- Executive Summary
- Intel Xeon processor E5-2600 V2 product family enhancements
- Intel® Secure Key (DRNG)
- Intel® OS Guard (SMEP)
- Intel® Advanced Vector Extensions (Intel® AVX): Float 16 Format Conversion
- Advanced Programmable Interrupt Controller (APIC) Virtualization (APICv)
- PCI Express Enhancements
- About the Author
The Intel® Xeon® processor E5-2600 V2 product family, codenamed “Ivy Bridge EP”, is a 2-socket platform based on Intel’s most recent microarchitecture. Ivy Bridge is the 22-nanometer shrink of the Intel® Xeon® processor E5-2600 (codenamed “Sandy Bridge EP”) microarchitecture. This product brings additional capabilities for data centers: more cores and more memory bandwidth. As a result, platforms based on the Intel Xeon processor E5-2600 V2 product family will yield up to 50% improvement in performance1 compared to the previous generation “Sandy Bridge EP”.

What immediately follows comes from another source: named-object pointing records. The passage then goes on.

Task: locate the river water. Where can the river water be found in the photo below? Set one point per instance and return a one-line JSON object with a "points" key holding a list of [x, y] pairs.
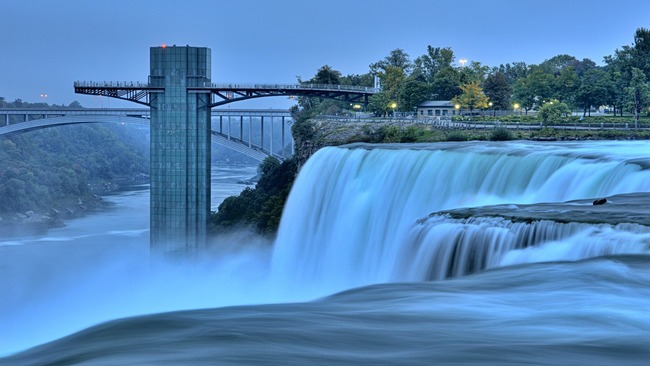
{"points": [[455, 253]]}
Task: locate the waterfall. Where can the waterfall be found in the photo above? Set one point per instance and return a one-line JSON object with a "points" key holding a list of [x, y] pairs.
{"points": [[442, 247], [353, 210]]}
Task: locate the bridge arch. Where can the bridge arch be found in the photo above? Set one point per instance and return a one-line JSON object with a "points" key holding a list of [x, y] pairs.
{"points": [[239, 145]]}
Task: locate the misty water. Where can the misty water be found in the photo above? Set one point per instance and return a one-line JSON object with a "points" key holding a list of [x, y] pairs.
{"points": [[391, 254]]}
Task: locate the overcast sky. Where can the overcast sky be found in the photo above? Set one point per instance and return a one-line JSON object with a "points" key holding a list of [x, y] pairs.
{"points": [[46, 45]]}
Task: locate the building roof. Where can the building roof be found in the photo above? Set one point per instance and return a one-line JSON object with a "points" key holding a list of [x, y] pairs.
{"points": [[436, 103]]}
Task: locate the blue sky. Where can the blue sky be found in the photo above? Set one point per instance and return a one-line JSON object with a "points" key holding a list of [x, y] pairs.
{"points": [[47, 45]]}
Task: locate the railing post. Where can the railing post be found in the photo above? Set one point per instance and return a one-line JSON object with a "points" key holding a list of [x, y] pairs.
{"points": [[250, 132], [262, 134]]}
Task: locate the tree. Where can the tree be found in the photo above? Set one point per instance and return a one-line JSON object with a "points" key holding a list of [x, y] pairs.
{"points": [[380, 103], [475, 72], [397, 58], [641, 54], [433, 61], [531, 91], [565, 85], [326, 75], [498, 90], [446, 84], [414, 93], [472, 97], [553, 110], [638, 93]]}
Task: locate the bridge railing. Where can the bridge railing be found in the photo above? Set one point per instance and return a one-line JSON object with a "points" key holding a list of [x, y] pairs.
{"points": [[111, 84], [301, 86]]}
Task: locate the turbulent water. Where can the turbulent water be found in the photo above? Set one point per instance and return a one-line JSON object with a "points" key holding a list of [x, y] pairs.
{"points": [[445, 254]]}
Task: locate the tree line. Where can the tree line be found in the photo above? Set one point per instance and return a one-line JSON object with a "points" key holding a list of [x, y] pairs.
{"points": [[562, 82]]}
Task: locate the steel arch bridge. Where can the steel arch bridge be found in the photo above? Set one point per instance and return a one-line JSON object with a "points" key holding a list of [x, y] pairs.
{"points": [[25, 120]]}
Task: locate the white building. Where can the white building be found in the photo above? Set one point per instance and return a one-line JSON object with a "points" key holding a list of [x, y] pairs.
{"points": [[435, 108]]}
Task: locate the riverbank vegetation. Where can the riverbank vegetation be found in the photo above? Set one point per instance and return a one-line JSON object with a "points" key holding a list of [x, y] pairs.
{"points": [[259, 208], [552, 89], [55, 173]]}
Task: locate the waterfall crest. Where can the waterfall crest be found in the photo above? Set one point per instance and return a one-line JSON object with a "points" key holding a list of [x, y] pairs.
{"points": [[353, 210]]}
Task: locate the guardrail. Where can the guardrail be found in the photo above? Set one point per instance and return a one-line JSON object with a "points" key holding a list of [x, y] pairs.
{"points": [[111, 84], [199, 84], [301, 86]]}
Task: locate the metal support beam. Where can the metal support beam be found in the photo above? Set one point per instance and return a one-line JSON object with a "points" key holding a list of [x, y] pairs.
{"points": [[262, 134], [282, 137]]}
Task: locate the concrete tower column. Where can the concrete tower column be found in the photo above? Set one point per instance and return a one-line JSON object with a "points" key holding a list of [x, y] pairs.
{"points": [[180, 148]]}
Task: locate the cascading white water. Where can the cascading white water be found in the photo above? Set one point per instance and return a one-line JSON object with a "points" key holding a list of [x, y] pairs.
{"points": [[442, 247], [351, 209]]}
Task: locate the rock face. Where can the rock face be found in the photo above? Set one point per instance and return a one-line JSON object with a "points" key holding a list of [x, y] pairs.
{"points": [[31, 222]]}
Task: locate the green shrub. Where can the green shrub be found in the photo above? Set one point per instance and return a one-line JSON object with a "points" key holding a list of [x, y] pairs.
{"points": [[500, 134], [457, 136]]}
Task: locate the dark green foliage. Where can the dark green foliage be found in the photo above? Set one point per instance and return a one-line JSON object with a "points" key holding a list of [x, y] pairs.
{"points": [[457, 136], [262, 206], [500, 134], [50, 168]]}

The Intel Xeon processor E5-2600 V2 product family is based on Ivy Bridge EP microarchitecture, an enhanced version of the Sandy Bridge EP microarchitecture (http://software.intel.com/en-us/articles/intel-xeon-processor-e5-26004600-product-family-technical-overview). The platform supporting the Intel Xeon processor E5-2600 V2 product family is named “Romley.” This paper discusses the new features available in the Intel Xeon processor E5-2600 V2 product family compared to the Intel Xeon processor E5-2600 product family. Each section includes information about what developers need to do to take advantage of new features for improving application performance and security.
Some of the new features that come with the Intel Xeon processor E5-2600 V2 product family include:
- 22-nm process technology
- Security: Intel® Secure Key (DRNG)
- Security: Intel® OS Guard (SMEP)
- Intel® Advanced Vector Extensions (Intel® AVX): Float 16 Format Conversion
- Virtualization: APIC Virtualization (APICv)
- PCI Express* (PCIe): Support for atomic operation, x16 Non Transparent Bridge
Figure 1. The Intel® Xeon® processor E5-2600 V2 product family Microarchitecture
Figure 1 shows a block diagram of the Intel Xeon processor E5-2600 V2 product family microarchitecture. All processors in the family have up to 12 cores (compared to 8 cores in its predecessor), which bring additional computing power to the table. They also have 50% additional cache (30 MB) and more memory bandwidth. With the 22-nm process technology, the Intel Xeon processor E5-2600 V2 product family has less idle power and is capable of delivering 25% more performance2 while consuming less power compared to the earlier version.
Table 1 shows a comparison of the Intel Xeon processor E5-2600 V2 product family features compared to its predecessor, the Intel Xeon processor E5-2600.
Table 1. Comparison of the Intel® Xeon® processor E5–2600 product family to the Intel® Xeon® processor E5–2600 V2 product family
1 Requires a system with Intel® Turbo Boost Technology. Intel Turbo Boost Technology and Intel Turbo Boost Technology 2.0 are only available on select Intel® processors. Consult your PC manufacturer. Performance varies depending on hardware, software, and system configuration. For more information, visit http://www.intel.com/go/turbo
The rest of this paper discusses some of the main enhancements in this product family.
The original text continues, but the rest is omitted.